En 2023, tu trouvas d’occasion une épinette des Vosges. Tu en avais déjà eu une entre les mains à la fin des années 90. C’est Franck, le batteur de Crème Brûlée, qui te l’avait prêtée (c’était un copain à lui qui l’avait fabriquée lui-même : il faut dire qu’une épinette, ce n’est jamais qu’un bout de bois avec quelques cordes de guitare posées dessus : 3 en bourdon, et 2 ou 3 en chanterelles). Tu avais enregistré avec celle-ci une petite séquence sur le morceau “Sous les robes de bure” de ton deuxième album solo, “2000 ans de bonheur“. Depuis lors, tu t’étais dit qu’un jour, ce serait pas mal de réutiliser un tel instrument, dont la sonorité métallique prisée des amateurs de musique folklorique traditionnelle pouvait aussi agrémenter des compositions plus psychédéliques.

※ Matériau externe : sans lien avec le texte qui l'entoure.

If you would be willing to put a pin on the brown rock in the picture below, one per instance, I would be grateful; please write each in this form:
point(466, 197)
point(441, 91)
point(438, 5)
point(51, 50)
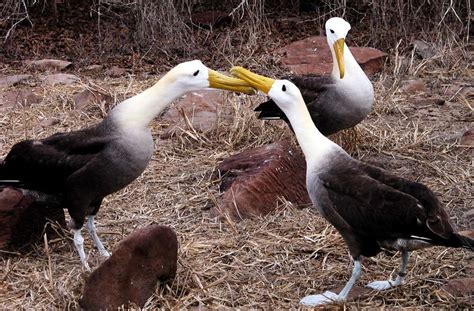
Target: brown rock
point(116, 72)
point(210, 18)
point(60, 78)
point(467, 138)
point(89, 97)
point(255, 179)
point(49, 64)
point(459, 287)
point(6, 81)
point(93, 67)
point(413, 86)
point(20, 97)
point(313, 56)
point(204, 110)
point(423, 49)
point(23, 218)
point(130, 275)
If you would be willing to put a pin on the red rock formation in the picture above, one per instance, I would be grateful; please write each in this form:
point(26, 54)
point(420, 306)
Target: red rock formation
point(255, 179)
point(130, 275)
point(312, 56)
point(23, 219)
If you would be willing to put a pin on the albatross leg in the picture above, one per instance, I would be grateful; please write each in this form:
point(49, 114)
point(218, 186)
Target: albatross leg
point(79, 243)
point(93, 232)
point(382, 285)
point(328, 296)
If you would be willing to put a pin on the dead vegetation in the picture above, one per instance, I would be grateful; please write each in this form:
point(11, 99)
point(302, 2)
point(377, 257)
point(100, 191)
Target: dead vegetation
point(267, 263)
point(264, 263)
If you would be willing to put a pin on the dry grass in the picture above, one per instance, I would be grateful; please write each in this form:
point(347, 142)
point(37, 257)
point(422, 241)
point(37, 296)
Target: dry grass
point(265, 263)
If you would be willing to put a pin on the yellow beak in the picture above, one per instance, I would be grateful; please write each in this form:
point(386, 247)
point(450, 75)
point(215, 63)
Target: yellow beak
point(259, 82)
point(220, 81)
point(339, 50)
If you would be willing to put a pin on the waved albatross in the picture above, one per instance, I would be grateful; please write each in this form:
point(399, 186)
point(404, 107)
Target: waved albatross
point(371, 208)
point(337, 101)
point(84, 166)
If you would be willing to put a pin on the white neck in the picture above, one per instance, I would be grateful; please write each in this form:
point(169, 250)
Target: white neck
point(355, 84)
point(139, 110)
point(316, 147)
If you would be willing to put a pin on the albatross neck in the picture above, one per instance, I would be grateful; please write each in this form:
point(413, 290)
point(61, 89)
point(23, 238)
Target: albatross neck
point(139, 110)
point(316, 147)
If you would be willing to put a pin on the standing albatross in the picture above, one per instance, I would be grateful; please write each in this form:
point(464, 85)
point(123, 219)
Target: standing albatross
point(84, 166)
point(371, 208)
point(337, 101)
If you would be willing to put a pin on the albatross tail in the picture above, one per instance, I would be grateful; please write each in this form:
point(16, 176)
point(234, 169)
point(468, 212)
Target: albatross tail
point(270, 111)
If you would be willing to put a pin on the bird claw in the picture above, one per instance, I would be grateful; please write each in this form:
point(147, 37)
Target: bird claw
point(324, 298)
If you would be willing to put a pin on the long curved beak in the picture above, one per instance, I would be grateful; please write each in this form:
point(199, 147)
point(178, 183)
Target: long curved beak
point(220, 81)
point(339, 50)
point(259, 82)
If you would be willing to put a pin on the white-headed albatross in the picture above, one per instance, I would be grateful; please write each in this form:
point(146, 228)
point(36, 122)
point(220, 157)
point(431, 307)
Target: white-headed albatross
point(84, 166)
point(371, 208)
point(337, 101)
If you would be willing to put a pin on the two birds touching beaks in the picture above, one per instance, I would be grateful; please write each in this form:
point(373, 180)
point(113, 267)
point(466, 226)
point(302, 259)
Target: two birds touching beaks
point(371, 208)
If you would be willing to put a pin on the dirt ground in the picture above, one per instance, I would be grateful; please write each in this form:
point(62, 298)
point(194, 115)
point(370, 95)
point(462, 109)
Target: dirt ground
point(270, 262)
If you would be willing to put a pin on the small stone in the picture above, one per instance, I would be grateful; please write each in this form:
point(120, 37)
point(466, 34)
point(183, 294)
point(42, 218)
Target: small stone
point(50, 64)
point(19, 97)
point(89, 97)
point(413, 86)
point(467, 138)
point(147, 256)
point(60, 78)
point(93, 67)
point(116, 72)
point(211, 18)
point(254, 180)
point(423, 49)
point(23, 218)
point(459, 287)
point(6, 81)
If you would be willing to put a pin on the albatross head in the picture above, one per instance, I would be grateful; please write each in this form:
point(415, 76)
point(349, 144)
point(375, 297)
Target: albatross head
point(283, 92)
point(336, 32)
point(194, 76)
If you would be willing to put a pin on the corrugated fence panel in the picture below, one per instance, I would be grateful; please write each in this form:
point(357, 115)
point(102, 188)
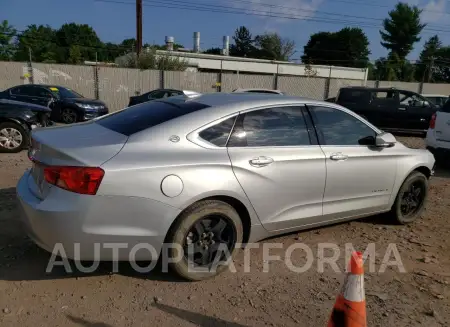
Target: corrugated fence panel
point(336, 84)
point(310, 87)
point(371, 83)
point(194, 81)
point(12, 74)
point(78, 78)
point(150, 80)
point(116, 85)
point(231, 82)
point(414, 87)
point(443, 89)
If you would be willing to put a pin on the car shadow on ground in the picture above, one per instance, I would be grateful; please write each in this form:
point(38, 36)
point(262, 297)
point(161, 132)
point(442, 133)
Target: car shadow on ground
point(86, 323)
point(188, 316)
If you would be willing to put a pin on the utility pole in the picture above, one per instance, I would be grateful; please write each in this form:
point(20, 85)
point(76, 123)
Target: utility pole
point(138, 27)
point(430, 69)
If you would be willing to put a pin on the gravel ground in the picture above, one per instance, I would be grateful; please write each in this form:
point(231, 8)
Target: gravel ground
point(419, 297)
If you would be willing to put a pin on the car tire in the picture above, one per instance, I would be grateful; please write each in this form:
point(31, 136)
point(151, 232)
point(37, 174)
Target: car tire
point(17, 133)
point(407, 196)
point(207, 215)
point(69, 116)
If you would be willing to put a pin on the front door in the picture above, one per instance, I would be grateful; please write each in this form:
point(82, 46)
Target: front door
point(359, 178)
point(279, 165)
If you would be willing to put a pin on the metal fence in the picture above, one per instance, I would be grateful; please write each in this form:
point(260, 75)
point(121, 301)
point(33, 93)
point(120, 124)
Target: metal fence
point(115, 85)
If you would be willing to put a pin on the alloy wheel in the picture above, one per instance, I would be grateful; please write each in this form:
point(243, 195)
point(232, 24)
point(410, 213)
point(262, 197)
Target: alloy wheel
point(210, 241)
point(412, 199)
point(10, 138)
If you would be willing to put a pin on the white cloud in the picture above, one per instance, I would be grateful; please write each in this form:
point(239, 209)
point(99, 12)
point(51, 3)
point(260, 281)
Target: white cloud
point(433, 11)
point(297, 9)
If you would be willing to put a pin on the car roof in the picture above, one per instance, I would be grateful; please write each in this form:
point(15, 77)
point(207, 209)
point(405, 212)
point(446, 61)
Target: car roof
point(379, 89)
point(247, 100)
point(257, 89)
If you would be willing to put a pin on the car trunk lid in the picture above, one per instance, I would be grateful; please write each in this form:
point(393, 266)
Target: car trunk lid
point(86, 144)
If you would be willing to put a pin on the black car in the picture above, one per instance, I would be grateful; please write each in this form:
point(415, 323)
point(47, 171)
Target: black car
point(17, 119)
point(67, 105)
point(158, 94)
point(389, 108)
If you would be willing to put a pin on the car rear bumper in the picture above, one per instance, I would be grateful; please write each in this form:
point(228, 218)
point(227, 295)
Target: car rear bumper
point(435, 144)
point(90, 227)
point(88, 115)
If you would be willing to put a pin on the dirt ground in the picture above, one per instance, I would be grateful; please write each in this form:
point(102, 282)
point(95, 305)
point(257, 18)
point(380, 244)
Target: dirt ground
point(419, 297)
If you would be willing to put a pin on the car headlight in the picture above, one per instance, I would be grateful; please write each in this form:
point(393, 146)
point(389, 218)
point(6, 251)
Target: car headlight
point(89, 106)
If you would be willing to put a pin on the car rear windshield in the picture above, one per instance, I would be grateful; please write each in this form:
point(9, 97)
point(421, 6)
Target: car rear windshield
point(148, 114)
point(445, 107)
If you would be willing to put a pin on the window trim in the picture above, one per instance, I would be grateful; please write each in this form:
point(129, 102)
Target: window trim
point(195, 138)
point(311, 130)
point(349, 112)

Mais l’épinette des Vosges qui t’échut finalement était en fait picarde. Du moins le vendeur t’expliqua-t-il qu’elle avait été fabriquée par un luthier picard, Sam Corwyn. La bête était plus rustique que certaines épinettes des Vosges luxueuses vendues par des luthiers, mais semblait aussi plus fonctionnelle que certaines antiquités proposées d’occasion, tout en restant abordable. L’accordage d’origine en si bémol (alors que les épinettes des Vosges sont plutôt en do ou en sol, généralement) rendait possible de baisser les cordes d’un demi-ton pour faire un essai sur “Le Titanic” sans risquer de casser les cordes, de martyriser le bois ou de dénaturer le son. En deux prises réparties en stéréo sur le mix, le Titanic avait enfin achevé son voyage.

Il suffisait d’un peu de patience. 30 ans de patience, très exactement.

Une discrète épinette picarde s’est cachée sur ce parquet. Sauras-tu la trouver ?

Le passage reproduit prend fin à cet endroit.